The Court however has agreed to listen post lunch to a fervent plea by Vivek Goenka’s counsel to grant his client an interim bail for seven days to manage his widespread business in his absence.
In the first chargesheet presented by the Central Bureau of Investigation (CBI) in the 2G scandal last month these five business bosses have been named and the investigative agency had sought their arrest.
In the last hearing on April 15, the CBI Special Prosecutor U U Lalit had contended that “considering the matter on record, complicity of the present accused in the crime is clearly made out.

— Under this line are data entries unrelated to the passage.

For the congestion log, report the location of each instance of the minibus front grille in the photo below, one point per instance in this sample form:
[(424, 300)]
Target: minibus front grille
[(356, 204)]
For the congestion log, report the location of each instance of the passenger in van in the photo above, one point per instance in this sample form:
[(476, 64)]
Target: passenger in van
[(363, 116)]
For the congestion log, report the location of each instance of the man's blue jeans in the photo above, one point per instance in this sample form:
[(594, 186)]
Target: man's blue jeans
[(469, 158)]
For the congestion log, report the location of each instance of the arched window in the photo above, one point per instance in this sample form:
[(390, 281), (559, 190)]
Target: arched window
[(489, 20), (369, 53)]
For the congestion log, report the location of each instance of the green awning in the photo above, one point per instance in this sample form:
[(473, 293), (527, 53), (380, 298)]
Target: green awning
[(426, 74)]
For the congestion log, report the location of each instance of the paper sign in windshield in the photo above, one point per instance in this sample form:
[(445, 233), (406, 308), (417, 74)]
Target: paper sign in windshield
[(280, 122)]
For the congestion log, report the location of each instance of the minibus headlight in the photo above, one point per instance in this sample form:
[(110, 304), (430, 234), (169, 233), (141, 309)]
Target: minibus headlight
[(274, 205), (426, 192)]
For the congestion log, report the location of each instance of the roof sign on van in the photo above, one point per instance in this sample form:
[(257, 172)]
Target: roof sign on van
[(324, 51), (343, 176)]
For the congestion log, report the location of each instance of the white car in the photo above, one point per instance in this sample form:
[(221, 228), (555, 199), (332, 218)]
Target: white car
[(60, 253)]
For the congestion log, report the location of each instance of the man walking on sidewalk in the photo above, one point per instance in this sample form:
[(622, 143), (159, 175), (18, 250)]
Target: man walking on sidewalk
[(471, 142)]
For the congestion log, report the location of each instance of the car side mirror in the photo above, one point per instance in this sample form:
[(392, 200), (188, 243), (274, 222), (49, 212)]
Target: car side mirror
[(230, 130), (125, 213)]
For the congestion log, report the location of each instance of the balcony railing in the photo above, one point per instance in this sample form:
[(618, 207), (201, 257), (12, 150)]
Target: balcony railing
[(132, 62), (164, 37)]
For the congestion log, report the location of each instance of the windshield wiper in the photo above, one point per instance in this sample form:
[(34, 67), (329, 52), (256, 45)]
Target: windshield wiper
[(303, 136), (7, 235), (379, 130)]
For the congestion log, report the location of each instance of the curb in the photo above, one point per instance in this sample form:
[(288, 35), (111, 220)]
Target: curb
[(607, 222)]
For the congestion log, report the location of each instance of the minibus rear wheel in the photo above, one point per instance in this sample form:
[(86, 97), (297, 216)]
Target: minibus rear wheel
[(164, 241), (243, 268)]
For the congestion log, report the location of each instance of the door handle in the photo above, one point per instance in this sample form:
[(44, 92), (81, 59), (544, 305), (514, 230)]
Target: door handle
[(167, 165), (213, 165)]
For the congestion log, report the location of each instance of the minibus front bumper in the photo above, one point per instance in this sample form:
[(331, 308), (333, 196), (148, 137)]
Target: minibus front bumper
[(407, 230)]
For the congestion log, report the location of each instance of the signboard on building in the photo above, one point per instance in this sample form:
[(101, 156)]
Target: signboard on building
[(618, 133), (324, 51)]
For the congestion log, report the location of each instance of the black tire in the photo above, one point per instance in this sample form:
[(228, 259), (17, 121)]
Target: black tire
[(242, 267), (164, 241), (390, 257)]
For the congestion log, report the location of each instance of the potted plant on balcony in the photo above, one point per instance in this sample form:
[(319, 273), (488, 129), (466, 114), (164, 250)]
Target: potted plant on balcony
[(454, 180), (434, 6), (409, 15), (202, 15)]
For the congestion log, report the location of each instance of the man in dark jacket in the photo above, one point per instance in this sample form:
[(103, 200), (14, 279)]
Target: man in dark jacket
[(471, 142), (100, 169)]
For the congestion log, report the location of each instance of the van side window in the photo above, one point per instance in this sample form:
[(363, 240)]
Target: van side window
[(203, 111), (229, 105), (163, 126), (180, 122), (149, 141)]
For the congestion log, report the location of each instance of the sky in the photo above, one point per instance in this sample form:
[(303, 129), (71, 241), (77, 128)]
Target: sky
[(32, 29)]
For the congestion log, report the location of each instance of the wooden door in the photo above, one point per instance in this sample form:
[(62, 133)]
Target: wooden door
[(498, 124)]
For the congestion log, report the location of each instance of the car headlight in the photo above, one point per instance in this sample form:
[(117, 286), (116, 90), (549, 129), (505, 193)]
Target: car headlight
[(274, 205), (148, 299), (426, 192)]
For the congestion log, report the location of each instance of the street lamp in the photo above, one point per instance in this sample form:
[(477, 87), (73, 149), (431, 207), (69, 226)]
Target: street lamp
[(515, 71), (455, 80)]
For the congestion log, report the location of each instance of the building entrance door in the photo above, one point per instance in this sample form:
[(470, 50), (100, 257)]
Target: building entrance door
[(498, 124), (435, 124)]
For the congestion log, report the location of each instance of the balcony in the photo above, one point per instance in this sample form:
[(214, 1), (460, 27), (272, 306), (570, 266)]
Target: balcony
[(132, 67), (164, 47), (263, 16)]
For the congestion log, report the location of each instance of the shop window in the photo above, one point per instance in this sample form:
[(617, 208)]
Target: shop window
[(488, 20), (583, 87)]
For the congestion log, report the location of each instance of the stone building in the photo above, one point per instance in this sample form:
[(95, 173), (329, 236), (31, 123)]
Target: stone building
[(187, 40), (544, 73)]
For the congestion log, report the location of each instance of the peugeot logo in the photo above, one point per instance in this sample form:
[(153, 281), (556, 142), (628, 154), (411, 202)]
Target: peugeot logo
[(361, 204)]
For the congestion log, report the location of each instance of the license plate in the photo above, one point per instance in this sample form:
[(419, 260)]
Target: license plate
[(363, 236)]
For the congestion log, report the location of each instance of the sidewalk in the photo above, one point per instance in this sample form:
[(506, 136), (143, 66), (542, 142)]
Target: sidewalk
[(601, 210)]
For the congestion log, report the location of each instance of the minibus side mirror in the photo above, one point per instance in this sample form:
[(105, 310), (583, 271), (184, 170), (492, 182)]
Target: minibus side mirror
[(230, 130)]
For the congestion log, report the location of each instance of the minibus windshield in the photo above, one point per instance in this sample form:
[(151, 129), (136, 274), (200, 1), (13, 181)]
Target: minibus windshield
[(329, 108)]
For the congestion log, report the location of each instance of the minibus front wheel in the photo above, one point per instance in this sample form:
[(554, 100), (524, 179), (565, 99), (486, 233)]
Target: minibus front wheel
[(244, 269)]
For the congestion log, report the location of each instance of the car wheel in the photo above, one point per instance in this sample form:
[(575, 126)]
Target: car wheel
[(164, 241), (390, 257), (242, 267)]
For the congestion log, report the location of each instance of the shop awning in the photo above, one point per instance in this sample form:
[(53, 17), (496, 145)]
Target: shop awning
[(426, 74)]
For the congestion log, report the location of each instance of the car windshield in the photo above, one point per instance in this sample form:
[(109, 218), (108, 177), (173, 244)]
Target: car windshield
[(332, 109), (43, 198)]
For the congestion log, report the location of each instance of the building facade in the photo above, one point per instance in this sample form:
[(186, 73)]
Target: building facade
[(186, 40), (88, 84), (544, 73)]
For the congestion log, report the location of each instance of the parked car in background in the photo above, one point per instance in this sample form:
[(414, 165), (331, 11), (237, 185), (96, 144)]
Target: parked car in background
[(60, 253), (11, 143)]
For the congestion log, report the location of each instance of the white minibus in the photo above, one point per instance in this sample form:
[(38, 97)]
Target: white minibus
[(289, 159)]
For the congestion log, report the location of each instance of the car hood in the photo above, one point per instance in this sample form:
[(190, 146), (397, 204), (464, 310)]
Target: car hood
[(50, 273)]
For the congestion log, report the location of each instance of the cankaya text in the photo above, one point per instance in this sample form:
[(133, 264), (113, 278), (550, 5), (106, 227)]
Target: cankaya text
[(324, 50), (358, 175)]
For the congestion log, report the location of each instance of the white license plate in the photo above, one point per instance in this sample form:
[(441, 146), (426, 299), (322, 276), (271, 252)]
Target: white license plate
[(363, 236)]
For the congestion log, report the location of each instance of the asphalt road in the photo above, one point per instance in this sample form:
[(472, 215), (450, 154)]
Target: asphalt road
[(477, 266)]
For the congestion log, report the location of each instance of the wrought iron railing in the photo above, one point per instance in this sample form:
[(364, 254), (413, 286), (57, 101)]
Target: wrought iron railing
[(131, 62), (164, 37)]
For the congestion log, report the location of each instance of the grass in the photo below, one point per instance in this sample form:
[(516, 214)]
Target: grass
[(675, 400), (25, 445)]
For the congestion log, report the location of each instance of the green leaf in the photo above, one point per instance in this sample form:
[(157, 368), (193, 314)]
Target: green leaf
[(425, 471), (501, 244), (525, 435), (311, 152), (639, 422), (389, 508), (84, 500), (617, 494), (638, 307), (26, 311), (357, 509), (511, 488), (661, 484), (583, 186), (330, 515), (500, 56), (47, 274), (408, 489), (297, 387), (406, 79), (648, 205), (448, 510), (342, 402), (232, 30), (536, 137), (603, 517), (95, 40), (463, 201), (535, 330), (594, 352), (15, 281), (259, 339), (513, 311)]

The act complained of and offences alleged are serious, having made deep inroads in public interest and financial affairs of the state”.
Lalit also argued that “the accused are holding high positions and now that the names of witnesses are disclosed, some of whom are directly working under/or amenable to their directions, the possibility of winning over and/or influencing the witnesses is clearly there”.
On the other hand the accused lawyers K T S Tulsi, Mukul Rohatgi and Ranjit Kumar had countered that the accuseds’ arrest was not required during the probe, to jail now would amount to “travesty of justice” and was an “astounding proposition” of law.
CBI has charged the former Indian Telecom Minister Andimuthu Raja, three telecom firms and six business executives for manipulating the grant of 2G telecom licences and radio airwaves in 2007-08. Comptroller and Auditor General of India had estimated that the arbitrary allotment of the spectrum might have cost the exchequer a revenue loss of of $39 billion to the government.